# cloudy frag



## Klutch (Mar 23, 2011)

my hgh 176-191 frag is cloudy and not disolving.is this normal.
i cant find any info claiming it is. does anyone have any info on this?


----------



## hdemmon446 (Mar 23, 2011)

well im not an expert but my doc had perscribed me semorelin a while back and i had a batch of it that was cloudy and he told me to throw it away and not to use it and then he soon switched suppliers. That tells me something is wrong with it?? Maybe someone else has a better answer


----------



## ExtremePeptide (Mar 23, 2011)

Real frag is always cloudy.

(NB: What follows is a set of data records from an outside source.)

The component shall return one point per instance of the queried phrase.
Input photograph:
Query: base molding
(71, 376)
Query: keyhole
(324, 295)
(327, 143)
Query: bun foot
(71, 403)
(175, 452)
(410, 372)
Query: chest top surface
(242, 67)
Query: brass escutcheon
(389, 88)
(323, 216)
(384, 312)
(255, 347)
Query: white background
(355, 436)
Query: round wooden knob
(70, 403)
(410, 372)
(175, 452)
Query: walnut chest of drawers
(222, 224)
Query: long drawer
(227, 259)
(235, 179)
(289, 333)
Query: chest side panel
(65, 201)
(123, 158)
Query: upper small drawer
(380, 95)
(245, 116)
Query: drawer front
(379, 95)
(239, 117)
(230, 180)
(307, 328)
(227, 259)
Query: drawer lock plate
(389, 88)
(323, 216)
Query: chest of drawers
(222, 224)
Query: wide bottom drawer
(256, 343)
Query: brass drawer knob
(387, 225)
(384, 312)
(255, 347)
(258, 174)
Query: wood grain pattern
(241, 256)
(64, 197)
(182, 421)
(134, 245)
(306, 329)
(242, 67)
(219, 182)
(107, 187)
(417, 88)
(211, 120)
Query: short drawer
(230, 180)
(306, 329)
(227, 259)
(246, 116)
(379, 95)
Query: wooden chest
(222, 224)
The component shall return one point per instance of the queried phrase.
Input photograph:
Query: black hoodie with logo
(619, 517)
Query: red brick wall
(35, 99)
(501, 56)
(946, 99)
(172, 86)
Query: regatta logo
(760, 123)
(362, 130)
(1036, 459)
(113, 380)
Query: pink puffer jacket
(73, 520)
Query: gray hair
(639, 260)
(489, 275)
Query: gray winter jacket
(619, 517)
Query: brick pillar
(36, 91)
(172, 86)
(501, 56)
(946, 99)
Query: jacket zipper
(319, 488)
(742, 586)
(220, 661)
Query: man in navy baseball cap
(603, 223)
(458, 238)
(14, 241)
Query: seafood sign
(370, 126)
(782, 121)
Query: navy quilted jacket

Here is why. 

The chemical sequence of HGH Fragment is such that it contains very hydrophobic amino acids.  Hydrophobic amino acids are very difficult to dissolve.  Hydrophobic molecules are literally "water- fearing".  A good example of a hydrophobic compound is oil- petroleum.  You could see this when BP's oil well spilled millions of gallons of oil into the Gulf.  It was not "diluted" by the water.  Water is actually an excellent solvent for most peptides.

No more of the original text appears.